The GfGD blog theme this month is science communication, and so regular blog contributor Heather Britton reviews a book which she believes contains some useful geological and human experience, in the form of a gripping novel.
The Geology for Global Development blog is not a site renowned for book reviews, but when a fiction book embraces geoscience as much as Robert Harris’s ‘Pompeii’ there are few reasons not to write about it on this platform. The book was recommended to me by my petrology professor at university, because, as she put it at the time, it is the only book she had ever read which quotes a geology textbook at the beginning of every chapter. Needing no further encouragement, I began reading, and I’m very glad that I did.
The book is set across the events leading up to, during and after the eruption of Vesuvius in 79 AD. Through the eyes of four starkly different members of Roman society – a hydraulic engineer, a scientist, a rich landowner and his daughter – the eruption is recorded in immense detail. As a reader it is clear that Robert Harris has done extensive research on the eruption, but inevitably some aspects, particularly the reactions and experiences of the characters individually, are filled in with more than a little artistic license. Nevertheless, the snippets from textbooks on Vesuvius at the beginning of each chapter match-up with the geological events of the story, reminding the reader that although the book is very much a work of fiction, the experiences had by the characters are representative of those of real people.

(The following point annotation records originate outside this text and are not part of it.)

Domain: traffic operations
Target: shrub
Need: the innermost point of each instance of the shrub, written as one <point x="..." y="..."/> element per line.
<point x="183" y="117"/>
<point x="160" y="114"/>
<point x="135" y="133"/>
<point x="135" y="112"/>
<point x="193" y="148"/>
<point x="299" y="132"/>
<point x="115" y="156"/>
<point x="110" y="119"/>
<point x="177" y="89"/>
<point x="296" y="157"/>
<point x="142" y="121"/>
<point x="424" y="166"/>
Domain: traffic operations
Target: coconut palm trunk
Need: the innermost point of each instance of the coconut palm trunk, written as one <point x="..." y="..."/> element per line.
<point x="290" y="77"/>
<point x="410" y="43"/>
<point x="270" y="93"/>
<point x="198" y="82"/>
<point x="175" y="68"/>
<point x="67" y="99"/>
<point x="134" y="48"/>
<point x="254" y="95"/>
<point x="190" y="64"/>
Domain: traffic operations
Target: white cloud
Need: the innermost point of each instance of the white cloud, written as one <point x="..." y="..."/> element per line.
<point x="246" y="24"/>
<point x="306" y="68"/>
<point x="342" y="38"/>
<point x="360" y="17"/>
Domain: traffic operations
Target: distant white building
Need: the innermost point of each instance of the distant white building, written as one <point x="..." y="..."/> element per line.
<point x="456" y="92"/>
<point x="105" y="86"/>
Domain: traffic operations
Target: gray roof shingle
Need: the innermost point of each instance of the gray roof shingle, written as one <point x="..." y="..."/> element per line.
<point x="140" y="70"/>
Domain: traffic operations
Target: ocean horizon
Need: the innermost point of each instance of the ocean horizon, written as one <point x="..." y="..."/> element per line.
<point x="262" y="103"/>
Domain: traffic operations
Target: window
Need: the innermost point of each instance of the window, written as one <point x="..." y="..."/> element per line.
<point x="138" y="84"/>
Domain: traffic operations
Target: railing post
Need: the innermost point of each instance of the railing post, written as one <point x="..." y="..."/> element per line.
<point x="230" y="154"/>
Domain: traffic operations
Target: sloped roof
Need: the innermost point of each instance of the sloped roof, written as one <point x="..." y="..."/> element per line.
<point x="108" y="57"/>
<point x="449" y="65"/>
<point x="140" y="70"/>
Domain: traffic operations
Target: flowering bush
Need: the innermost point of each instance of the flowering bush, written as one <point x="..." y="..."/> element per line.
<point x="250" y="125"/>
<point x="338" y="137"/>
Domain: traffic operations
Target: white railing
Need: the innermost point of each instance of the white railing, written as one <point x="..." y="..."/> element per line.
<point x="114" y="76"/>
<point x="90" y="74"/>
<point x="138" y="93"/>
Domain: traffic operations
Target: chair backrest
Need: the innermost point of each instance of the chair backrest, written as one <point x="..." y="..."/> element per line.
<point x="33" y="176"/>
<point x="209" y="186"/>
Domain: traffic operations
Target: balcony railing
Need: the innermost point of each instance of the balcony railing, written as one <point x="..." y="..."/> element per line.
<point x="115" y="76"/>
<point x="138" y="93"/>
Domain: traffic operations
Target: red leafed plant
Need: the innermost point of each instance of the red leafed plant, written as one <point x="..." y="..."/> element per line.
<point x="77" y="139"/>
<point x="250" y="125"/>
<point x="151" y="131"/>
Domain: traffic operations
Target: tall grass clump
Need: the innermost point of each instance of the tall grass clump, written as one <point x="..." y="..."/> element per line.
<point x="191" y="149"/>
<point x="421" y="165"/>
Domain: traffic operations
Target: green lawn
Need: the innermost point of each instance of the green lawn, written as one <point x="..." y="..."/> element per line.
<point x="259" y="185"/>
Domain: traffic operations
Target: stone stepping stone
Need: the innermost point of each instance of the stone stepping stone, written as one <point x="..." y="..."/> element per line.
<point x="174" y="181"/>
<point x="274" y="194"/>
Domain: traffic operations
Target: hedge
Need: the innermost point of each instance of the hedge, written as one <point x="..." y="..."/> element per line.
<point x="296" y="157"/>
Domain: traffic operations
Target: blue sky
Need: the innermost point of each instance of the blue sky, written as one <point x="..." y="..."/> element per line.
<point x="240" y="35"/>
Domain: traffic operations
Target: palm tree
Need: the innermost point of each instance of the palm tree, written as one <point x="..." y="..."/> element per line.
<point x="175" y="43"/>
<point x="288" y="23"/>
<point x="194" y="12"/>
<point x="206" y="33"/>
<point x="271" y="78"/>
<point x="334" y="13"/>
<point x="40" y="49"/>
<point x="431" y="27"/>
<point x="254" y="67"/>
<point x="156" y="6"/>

The protagonist of the book is Attilius, a hydraulic engineer sent from Rome to southern Italy to replace his predecessor, Exomnius, who has mysteriously gone missing. In the aftermath of an earthquake (an ominous warning sign of the tragedy to follow) the main aquaduct supplying water to the region is damaged, and Attilius is sent out to repair it. It is whilst taking on this endeavour that unusual events begin to occur, both social and geological, with the climax of the action coinciding with the eruption that has made Pompeii famous today. Despite every reader being aware of what the various events described in the book are leading up to, there is more than enough fiction in the story to make the tale far from predictable, with the case of the missing Exomnius taking centre stage and the eruption acting as a dramatic backdrop –and catalyst – of these events.
A further aspect of the books that I enjoyed was the authentic feel of the region around Vesuvius, including the cities of Pompeii, Herculaneum and Misenum. At school I dropped history as soon as I was given the opportunity, but even with only the most basic historical knowledge I found the book very accessible. Robert Harris does well not to overwhelm the reader with incomprehensible Roman terminology and instead the difference between today’s society and that of this era are drip-fed. I found myself learning about the culture of the Romans without realising I was doing so, and appreciate the insight into this ancient civilisation.
And why have I forced a book review upon GfGD blog readers? This month’s blog topic is science communication, and Robert Harris provides an excellent example of how science can be appreciated through works of fiction. ‘Pompeii’ picks out the links between various geological events, such as volcanic eruptions and earthquakes, and combines them with a gripping fictional tale showing the impact that these events have on individuals. I am certain that this text wouldn’t be out of place on the bookshelf of any avid reader of the GfGD blog.